It’s a season when we parents are prone to worry. Many of us have kids who are preparing to go on mission trips this summer. And so much could wrong on those trips. Think of the risks: travel accidents, health issues, meeting dangerous people, and terrorism just for starters.
But what choice do we have? The time of transitioning from adolescence to adulthood requires that we let go. We want the best for our children, so when they ask us for permission, we grant it. We grant permission and we start worrying.
I’d like to offer parents some thoughts about how to deal with the natural worry that they face as their kids go on mission trips. My credentials for doing so are that Karen and I have been sending our five children on mission trips all their lives. And it’s made an amazing difference in who they’ve become.
When our two middle daughters, Emily and Estie, were 16, they both began lobbying for a year abroad, Emily for a mission in South Africa with a drama ministry, and Estie to Kenya to work with orphans. We sent them as 17 year-olds and we couldn’t help worrying. But we knew that they were dreaming righteous dreams and that God himself was in those dreams.
A World Race parent named Susan said it well, “Who am I to stand in the way of my adult child fulfilling the call of
the Lord. I would be more afraid of standing in her way than of letting
her go. Yes, there are dangers on the trip. But, raising a child,
attending a college, going to work, or driving down the street in
America is not with out risk. I chose to send her with my full blessing.”
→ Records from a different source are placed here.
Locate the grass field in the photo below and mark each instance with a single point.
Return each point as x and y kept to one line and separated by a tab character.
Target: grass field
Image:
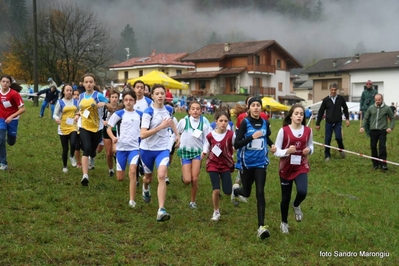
47	217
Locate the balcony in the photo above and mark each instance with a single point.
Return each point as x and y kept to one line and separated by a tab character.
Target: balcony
261	68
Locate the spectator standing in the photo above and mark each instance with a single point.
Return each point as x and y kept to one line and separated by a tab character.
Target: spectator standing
11	107
367	100
169	96
333	105
377	118
393	108
51	98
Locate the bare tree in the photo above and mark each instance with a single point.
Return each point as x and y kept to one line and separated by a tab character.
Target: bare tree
72	42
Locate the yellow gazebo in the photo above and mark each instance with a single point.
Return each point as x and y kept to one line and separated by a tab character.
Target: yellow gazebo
157	77
271	105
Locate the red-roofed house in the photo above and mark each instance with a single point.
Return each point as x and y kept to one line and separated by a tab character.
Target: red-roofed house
255	68
170	64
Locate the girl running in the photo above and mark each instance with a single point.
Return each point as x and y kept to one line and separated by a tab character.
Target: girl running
108	143
64	114
78	157
90	123
11	107
127	140
293	145
154	146
220	164
252	138
193	132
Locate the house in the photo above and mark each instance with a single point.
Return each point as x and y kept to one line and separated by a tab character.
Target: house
254	68
170	64
351	74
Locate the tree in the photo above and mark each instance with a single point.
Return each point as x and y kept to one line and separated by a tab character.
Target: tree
128	40
71	40
18	16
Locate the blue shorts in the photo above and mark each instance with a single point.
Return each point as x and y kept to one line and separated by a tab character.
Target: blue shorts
11	128
123	157
148	158
188	161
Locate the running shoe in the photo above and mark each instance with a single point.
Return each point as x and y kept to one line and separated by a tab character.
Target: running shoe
132	203
284	228
73	161
193	205
215	216
162	215
234	198
111	172
85	180
146	194
91	163
263	232
298	213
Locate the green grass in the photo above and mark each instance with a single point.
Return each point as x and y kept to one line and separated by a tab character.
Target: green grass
48	218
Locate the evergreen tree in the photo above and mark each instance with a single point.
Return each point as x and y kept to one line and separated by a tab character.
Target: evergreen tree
18	16
128	40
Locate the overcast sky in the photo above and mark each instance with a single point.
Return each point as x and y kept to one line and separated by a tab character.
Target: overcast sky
183	29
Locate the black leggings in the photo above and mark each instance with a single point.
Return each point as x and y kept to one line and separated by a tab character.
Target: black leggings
248	176
89	141
65	140
301	182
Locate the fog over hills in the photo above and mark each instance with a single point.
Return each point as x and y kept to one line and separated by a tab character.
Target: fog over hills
349	26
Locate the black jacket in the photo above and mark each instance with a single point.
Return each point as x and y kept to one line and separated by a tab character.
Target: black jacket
333	111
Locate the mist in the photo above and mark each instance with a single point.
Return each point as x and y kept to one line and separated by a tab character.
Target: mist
348	27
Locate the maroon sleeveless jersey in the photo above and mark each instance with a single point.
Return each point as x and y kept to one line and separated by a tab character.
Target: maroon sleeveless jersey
289	171
225	161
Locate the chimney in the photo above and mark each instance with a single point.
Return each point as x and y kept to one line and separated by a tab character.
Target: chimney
227	47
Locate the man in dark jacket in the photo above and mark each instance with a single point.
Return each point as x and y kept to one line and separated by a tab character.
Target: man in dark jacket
51	98
377	118
333	105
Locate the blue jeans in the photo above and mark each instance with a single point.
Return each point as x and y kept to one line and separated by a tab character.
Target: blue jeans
337	129
44	104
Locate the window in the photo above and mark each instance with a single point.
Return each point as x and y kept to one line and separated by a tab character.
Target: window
278	64
324	85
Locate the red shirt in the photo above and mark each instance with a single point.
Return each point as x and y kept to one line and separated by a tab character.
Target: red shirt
168	96
224	162
290	171
245	114
10	103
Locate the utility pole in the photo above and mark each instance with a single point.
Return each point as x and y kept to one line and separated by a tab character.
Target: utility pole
127	49
35	62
I guess it helps that neither Karen nor I are prone to mentally churn about things we can’t control. We’ve always seen challenge and pain as a necessary part of our children’s growth, so releasing them was not hard philosophically. Emotionally, however, was another matter. We missed having our kids around – they brighten up our lives so much.
Philosophically, we knew that we’re just temporary stewards of these kiddos. God loves them more than we do – releasing them to his care is no risk at all. We believe that we’re to disciple our kids to follow in Jesus’ footsteps and to do the sorts of things he did. We read the passages where he chides his disciples for their small faith, and we realized that the only way they were going to get faith was by taking risks. Risks that invited our worry.
So, in a sense, maybe worry is just a parent’s occupational hazard. But it’s also true that we baby boomers have gone way overboard in trying to protect our kids from harm. We boomers have removed the possibility of pain and now a generation of young people doesn’t know how to cope with pain. They don’t know how to risk failure or how to commit.
We need to encourage one another as parents to release our kids and to deal with the inevitable worry that follows. I’d like to invite those of you parents who have gone through the process to share something of your own experience that might be of help to other parents reading this.